With end-to-end-encryption becoming popular in instant messaging and as we learnt that they kill based on metadata, it started to become more important to look into the privacy of metadata. For the rest of this post, I am assuming that our instant messaging system is using proper end-to-end-encryption for the message content and the only things that are left is metadata.
Transient metadata in instant messaging
Transient metadata is metadata that exists temporarily, but does not need to be persistent. It is important to note that if the system is centralized or federated, the user needs to trust third-party nodes in the network to not persist this transient metadata. In larger centralized systems, it is very typical that they are ordered by a government agency or court to store certain data and not inform the public about it (especially if those services are run by companies or individuals that are head-quartered in countries that don’t value privacy a lot, like the United States, Russia or China).
When sending a message, the following metadata inevitably exists somewhere:
- Network identity (IP address, hostname) of sender, recipient and middle nodes, if any
- Recipient user identity (such that the system knows where to deliver the message)
- Date and time the message was sent and received
On top of that, the senders user or cryptographic identity is often revealed or deducible, even if that is not necessarily needed, but is very useful for spam protection reasons. Most notably, Signal makes an effort to hide the senders identity, but it can still be deduced from the remaining metadata.
Many instant messaging systems allow you to see if your chat partner is currently online or actively using the chat client. Such a feature requires that the network identity and user identity are linked with each other for as long as the user is online using a certain network identity. Additionally, if the online status should not be visible to everyone but only a certain list of users (like friends), that list of users is also needed (or at least needs to be deducible).
In his blog post, Mike lists a lot of things XMPP servers can log. Yet he forgets to mention that pretty much the same can also be logged on the servers of any other messaging service.
Most modern instant messaging systems allows others to send you messages while you are offline and those will be delivered as soon as you get back online. For this to work, some entity has to persist the message for as long as you are offline – usually that’s the centralized server or your selected server in a federated system. In systems that support multiple devices, messages usually are persisted until all devices of a user have fetched the message – which may result in them being stored indefinitely (or until a certain timeout is reached) if you stop use one of your client devices.
XMPP is one of those protocols supporting multiple devices and it comes with two kinds of message stores. The first one, known as “offline messages”, will store messages for the first device to come online if no device is online. The second one, known as “Message Archive Management” (MAM), stores message for a predefined time (sometimes unlimited), so that any device that doesn’t have them yet can fetch them when coming back online. If users don’t need it, they can turn MAM off.
In his blog post, Mike mentions that XMPP has a message archive, probably referring to MAM, but forgot to mention that it can be easily turned on or off in the XMPP-Client Conversations he is presenting to his readers in the same post. Some servers even have MAM disabled by default.
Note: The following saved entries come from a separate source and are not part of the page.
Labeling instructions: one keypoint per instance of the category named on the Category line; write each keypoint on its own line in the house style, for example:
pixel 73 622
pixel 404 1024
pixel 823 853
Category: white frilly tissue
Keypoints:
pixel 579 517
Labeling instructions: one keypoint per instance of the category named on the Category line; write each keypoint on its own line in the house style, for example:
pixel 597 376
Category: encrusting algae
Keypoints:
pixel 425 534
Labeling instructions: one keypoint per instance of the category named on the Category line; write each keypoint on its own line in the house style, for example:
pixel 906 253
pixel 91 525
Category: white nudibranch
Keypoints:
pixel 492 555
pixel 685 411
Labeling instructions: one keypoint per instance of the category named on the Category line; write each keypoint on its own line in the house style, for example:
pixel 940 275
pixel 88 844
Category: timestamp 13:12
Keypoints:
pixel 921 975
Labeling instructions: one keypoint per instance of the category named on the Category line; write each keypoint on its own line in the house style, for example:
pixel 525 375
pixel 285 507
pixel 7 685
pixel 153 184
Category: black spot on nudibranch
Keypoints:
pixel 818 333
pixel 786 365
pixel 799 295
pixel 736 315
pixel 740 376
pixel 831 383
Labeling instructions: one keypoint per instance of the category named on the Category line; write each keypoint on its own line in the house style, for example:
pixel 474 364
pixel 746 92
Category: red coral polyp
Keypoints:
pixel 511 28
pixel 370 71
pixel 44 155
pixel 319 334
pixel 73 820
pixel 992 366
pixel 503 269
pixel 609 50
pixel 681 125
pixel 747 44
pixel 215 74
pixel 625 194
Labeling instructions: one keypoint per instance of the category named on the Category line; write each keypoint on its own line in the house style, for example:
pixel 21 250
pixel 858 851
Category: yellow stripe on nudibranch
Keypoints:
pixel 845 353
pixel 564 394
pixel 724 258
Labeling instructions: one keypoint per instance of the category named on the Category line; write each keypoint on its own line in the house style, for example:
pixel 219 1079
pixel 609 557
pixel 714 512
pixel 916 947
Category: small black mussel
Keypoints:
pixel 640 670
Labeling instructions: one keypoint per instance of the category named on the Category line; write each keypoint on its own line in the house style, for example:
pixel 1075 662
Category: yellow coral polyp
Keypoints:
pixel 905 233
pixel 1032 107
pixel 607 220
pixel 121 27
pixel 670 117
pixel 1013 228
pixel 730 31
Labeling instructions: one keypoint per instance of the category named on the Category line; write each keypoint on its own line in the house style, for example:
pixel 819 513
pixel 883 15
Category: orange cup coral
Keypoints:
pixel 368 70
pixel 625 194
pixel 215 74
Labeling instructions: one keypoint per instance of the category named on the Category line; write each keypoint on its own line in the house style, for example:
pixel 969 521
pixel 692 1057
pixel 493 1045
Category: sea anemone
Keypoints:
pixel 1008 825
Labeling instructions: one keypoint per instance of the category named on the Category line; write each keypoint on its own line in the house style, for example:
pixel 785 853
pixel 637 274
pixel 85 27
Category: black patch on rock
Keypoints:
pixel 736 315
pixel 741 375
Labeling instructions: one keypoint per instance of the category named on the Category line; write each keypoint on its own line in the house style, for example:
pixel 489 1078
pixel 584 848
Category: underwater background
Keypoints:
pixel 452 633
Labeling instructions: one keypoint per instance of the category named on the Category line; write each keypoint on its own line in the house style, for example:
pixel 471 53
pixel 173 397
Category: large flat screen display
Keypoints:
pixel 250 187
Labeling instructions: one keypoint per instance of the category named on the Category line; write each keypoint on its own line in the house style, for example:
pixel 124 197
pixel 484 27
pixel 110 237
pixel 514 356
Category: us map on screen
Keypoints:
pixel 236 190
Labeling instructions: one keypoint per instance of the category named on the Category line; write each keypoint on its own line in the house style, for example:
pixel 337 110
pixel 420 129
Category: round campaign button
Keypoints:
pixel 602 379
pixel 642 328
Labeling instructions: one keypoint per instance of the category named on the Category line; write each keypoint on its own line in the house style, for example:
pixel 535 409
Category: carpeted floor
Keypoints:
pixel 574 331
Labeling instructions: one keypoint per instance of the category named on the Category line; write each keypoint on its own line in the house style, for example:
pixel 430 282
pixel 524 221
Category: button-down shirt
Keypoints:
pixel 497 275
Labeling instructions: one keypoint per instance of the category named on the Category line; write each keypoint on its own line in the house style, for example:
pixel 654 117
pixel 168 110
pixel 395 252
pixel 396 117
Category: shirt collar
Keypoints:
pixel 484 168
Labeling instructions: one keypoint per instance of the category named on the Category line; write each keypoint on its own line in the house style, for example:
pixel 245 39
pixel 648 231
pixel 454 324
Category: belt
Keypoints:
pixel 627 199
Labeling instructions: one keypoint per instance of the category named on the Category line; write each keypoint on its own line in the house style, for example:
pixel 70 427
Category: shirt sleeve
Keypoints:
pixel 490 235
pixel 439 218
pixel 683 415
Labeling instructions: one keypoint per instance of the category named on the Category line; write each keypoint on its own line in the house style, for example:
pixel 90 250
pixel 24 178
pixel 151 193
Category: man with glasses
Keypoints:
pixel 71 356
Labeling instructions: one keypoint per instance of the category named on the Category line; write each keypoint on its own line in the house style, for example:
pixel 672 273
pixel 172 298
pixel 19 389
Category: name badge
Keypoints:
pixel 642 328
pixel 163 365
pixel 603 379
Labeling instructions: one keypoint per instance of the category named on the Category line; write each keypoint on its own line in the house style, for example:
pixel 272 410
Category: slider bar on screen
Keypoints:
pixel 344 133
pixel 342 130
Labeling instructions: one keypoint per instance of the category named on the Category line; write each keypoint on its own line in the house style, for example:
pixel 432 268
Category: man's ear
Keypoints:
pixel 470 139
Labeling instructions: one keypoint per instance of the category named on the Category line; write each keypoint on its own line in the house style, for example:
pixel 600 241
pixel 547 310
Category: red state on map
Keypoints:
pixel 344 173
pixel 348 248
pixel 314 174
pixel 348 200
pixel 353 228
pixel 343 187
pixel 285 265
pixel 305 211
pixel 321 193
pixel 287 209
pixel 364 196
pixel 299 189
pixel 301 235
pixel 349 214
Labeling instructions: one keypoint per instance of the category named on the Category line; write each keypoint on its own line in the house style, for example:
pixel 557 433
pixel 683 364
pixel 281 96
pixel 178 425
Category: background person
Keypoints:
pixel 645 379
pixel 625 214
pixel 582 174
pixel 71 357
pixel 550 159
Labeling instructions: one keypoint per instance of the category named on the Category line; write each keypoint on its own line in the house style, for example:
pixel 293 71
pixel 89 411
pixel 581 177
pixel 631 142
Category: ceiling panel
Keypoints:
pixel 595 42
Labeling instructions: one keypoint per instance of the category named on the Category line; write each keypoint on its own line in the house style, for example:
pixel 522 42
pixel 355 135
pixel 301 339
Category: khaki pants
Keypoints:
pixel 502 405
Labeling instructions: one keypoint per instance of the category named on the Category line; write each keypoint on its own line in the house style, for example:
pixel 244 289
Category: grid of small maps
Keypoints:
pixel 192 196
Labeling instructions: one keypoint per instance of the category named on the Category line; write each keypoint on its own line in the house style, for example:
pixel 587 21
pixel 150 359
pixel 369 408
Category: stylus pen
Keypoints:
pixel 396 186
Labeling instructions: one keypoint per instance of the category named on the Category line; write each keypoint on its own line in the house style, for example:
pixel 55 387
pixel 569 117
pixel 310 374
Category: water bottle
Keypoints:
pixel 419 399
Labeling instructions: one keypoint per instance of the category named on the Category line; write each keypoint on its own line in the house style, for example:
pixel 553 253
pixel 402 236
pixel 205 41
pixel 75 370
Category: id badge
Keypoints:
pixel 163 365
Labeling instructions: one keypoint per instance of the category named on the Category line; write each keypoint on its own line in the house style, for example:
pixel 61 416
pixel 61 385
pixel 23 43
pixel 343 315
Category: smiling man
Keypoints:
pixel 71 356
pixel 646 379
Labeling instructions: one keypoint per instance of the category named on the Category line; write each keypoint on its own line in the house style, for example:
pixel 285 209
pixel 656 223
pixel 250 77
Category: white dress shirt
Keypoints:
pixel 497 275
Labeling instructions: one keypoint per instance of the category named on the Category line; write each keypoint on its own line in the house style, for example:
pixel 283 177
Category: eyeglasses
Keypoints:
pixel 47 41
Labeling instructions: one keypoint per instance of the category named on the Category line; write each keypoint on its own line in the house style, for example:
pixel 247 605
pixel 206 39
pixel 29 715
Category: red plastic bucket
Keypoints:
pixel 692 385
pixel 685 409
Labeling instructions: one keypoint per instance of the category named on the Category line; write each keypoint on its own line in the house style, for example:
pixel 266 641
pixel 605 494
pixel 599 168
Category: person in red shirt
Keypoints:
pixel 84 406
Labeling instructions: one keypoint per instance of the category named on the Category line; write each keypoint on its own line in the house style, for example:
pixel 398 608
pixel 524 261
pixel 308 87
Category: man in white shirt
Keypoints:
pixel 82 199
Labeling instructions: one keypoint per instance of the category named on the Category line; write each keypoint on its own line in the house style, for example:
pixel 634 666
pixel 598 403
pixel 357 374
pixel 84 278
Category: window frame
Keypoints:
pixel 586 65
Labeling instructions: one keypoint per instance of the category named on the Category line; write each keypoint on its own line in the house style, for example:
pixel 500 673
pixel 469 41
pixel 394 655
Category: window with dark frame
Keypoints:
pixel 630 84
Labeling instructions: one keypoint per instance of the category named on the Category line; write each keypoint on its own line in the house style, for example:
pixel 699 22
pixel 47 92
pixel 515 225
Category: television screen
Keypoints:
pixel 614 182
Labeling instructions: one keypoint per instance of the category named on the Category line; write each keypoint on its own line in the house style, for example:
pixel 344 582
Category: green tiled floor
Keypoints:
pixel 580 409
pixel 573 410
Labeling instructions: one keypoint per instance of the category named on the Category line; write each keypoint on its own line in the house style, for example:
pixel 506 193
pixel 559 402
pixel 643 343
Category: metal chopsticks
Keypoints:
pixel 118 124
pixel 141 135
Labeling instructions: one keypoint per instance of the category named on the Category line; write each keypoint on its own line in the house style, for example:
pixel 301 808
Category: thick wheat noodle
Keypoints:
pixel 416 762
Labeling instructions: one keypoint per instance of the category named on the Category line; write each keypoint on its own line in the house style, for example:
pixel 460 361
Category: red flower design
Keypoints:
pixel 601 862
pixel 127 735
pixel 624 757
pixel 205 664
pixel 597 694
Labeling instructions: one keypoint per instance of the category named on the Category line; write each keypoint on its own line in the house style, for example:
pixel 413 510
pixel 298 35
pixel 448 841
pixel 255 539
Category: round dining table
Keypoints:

Obvious and not related to messaging: in centralized and federated systems, some user data has to be stored on servers. This includes login credentials, but potentially also phone number, email address or similar PII.
To let you know which of your contacts are already using your service, many modern instant messaging services allow you to upload your contact list to a centralized server and they will tell you which of your contacts is using the messaging service. This of course requires storing identifiers like phone numbers or email addresses. Some messengers only do this contact discovery with your consent and remove all data after matching, but others store your contact list indefinitely and let you know once one of your contacts start using their service.
Some instant messaging services feature a friend or contact list. People on this friend list would be handled differently by the server, e.g. they can send you push notifications, call you, see your current online status or other features. Some messengers populate the friend list automatically (via the data retrieved from contact discovery), others don’t have one at all.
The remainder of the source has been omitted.